In campagna, Karel (Jan Hartl) trova una radice d'albero dalle fattezze vagamente umane e la regala a sua moglie Bozena (Veronika Zilková). La donna si affeziona immediatamente all'essere inanimato, allattandolo come se fosse un figlio. Una mattina la pianta prende vita, in preda a una fame insaziabile.
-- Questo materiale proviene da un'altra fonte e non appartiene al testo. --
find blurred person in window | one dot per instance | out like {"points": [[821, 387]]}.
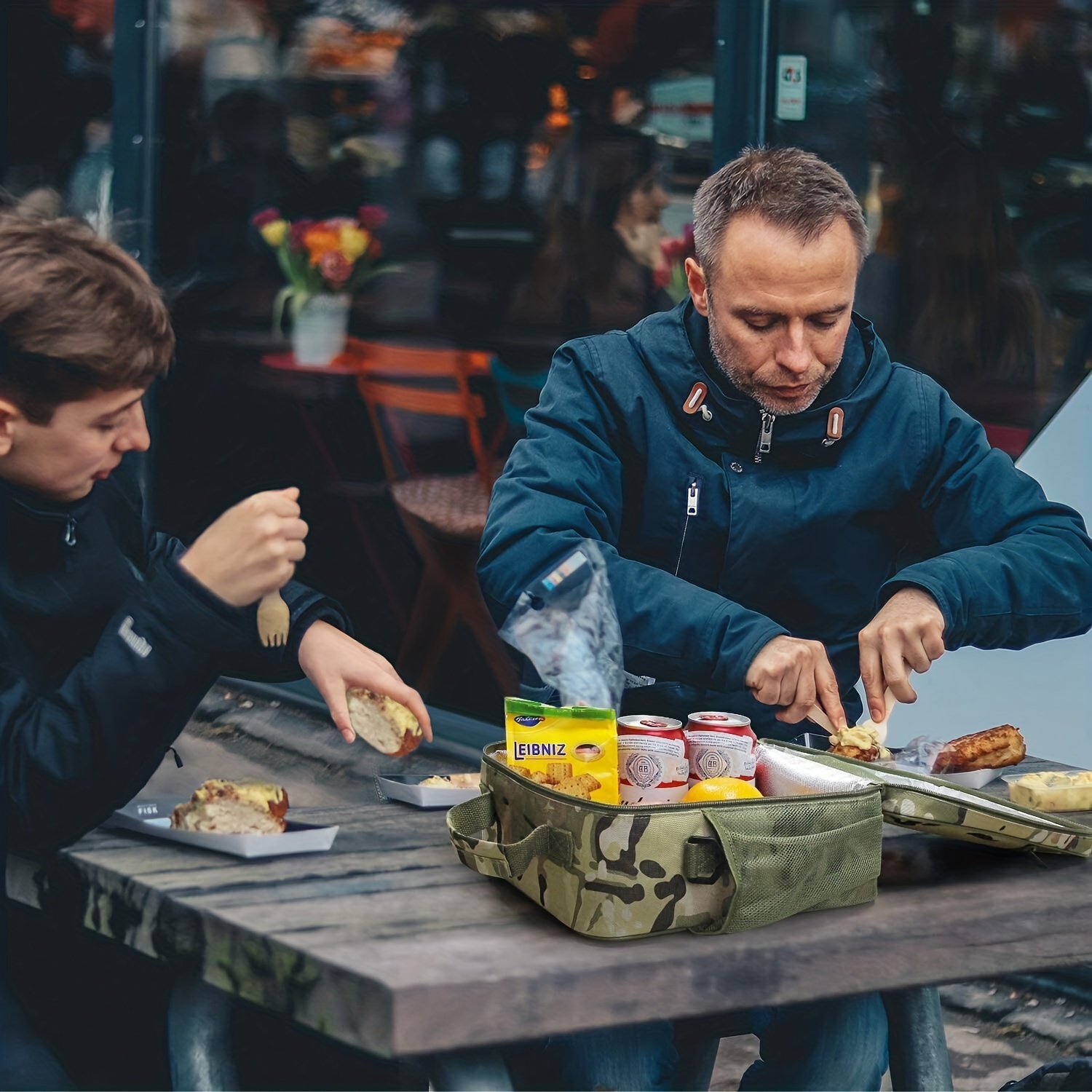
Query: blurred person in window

Tra stop-motion, sequenze d'animazione e recitazione in carne e ossa, Little Otik è la fiaba (nera) per eccellenza di Jan Švankmajer. Partendo da un racconto popolare, il regista praghese opera sul testo come se si trovasse in una declinazione macabra e perversa del Pinocchio di Collodi. Accusato di essere il film più mainstream di Švankmajer, è al contrario l'ennesimo e metaforico percorso dell'esistenza, esercitato attraverso la materia inerte che si anima. Quest'energia sprigionata (ed emancipata) sovverte qualsiasi ordine precostituito, e finisce per fagocitare l'universo circostante. Con l'amara consapevolezza che la vita liberata è sempre destinata a esser repressa dal vecchio ordine delle cose. Little Otik è l'ennesima dimostrazione, nella carriera del regista, della forza del cinema d'animazione, in tutte le sue forme e tecniche, come mezzo versatile, adulto ed efficace.